Вы ведь тоже интересуетесь именно этим, не так ли?
Глория кивнула. Новая порция рыданий уже душила ее, готовая
прорваться наружу.
Она залпом опорожнила бокал, уронила его, опуская на стойку, кое-как,
не считая, швырнула деньги (у бармена челюсть отвисла, когда он подсчитал
выручку) и бросилась прочь.
23
Шерил Энн уже хорошо перевалило за тридцать, но выглядела она намного
свежее.
Сейчас она томилась от того, что ей было не с кем поговорить.
Казалось бы - какая мелочь, но Шерил Энн страдала от вынужденного молчания
по-настоящему. Она была из тех, кто не умеет копить слова и чувства в душе
- там для них было слишком мало места. Все, что приходило ей в голову,
должно было тут же выплеснуться наружу, но подруга и компаньонка не
вовремя подхватила простуду и бросила Шерил Энн посреди пути изнывать от
невозможности высказаться.
Короче, явно одинокая и к тому же плачущая девушка, ворвавшаяся в
помещение женского туалета и ставшая вытирать глаза у того же зеркала, где
Шерил Энн наводила марафет, послужила для нее сущей находкой.
- Брось, подруга, - словно они всегда были знакомы, уверенно
обратилась к ней Шерил Энн. - Чего ты плачешь? - она искоса наблюдала за
Глорией, не прекращая орудовать брасматиком. - Можешь мне не отвечать.
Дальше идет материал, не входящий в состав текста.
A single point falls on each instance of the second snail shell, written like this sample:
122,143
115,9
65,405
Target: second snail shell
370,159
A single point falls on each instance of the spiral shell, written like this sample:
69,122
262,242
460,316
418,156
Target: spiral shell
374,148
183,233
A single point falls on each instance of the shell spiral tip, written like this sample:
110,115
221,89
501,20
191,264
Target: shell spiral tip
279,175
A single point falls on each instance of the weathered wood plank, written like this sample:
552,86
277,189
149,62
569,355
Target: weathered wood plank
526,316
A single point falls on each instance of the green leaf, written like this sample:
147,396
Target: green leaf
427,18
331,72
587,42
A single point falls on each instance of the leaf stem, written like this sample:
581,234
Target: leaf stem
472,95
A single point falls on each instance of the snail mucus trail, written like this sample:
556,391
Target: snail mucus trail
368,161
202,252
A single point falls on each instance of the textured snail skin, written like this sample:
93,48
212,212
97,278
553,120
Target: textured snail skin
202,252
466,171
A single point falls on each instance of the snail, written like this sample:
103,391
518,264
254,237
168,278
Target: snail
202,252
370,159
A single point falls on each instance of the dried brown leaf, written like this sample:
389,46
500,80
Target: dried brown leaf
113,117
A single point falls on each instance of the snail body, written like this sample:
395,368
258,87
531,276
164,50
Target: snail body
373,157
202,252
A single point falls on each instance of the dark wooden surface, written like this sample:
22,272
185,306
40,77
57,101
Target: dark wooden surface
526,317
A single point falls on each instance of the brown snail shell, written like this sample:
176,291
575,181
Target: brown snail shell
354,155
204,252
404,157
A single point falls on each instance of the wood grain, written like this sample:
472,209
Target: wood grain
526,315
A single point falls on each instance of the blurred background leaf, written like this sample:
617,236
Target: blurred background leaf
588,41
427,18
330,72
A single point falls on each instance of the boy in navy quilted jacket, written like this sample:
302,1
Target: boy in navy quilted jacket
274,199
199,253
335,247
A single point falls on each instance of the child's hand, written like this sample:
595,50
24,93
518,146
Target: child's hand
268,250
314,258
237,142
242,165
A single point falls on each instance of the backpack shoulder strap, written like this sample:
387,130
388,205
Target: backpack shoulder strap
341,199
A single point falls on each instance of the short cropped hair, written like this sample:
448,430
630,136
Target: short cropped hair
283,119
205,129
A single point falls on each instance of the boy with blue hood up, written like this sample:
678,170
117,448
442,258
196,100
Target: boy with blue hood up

Женщина может плакать только по двум причинам: из-за мужчины или из-за
денег. Так из-за чего плачешь ты?
- Из-за мужчины, - с трудом выдавила Глория, и все ее старания
успокоиться и привести себя в приличный вид пошли насмарку: слезы хлынули
с новой силой.
- Понятно, - сочувственно закивала Шерил Энн. Она была довольна, что
добилась своего: "подруга" включилась в разговор. - Так что же он
натворил? Бросил? Уехал, не сказав ни слова?
Шерил Энн знала все. Во всяком случае, жизненный опыт позволял ей
верить в эту свою способность. И, самое удивительное, в подавляющем
большинстве случаев Шерил Энн все-таки попадала в самую точку.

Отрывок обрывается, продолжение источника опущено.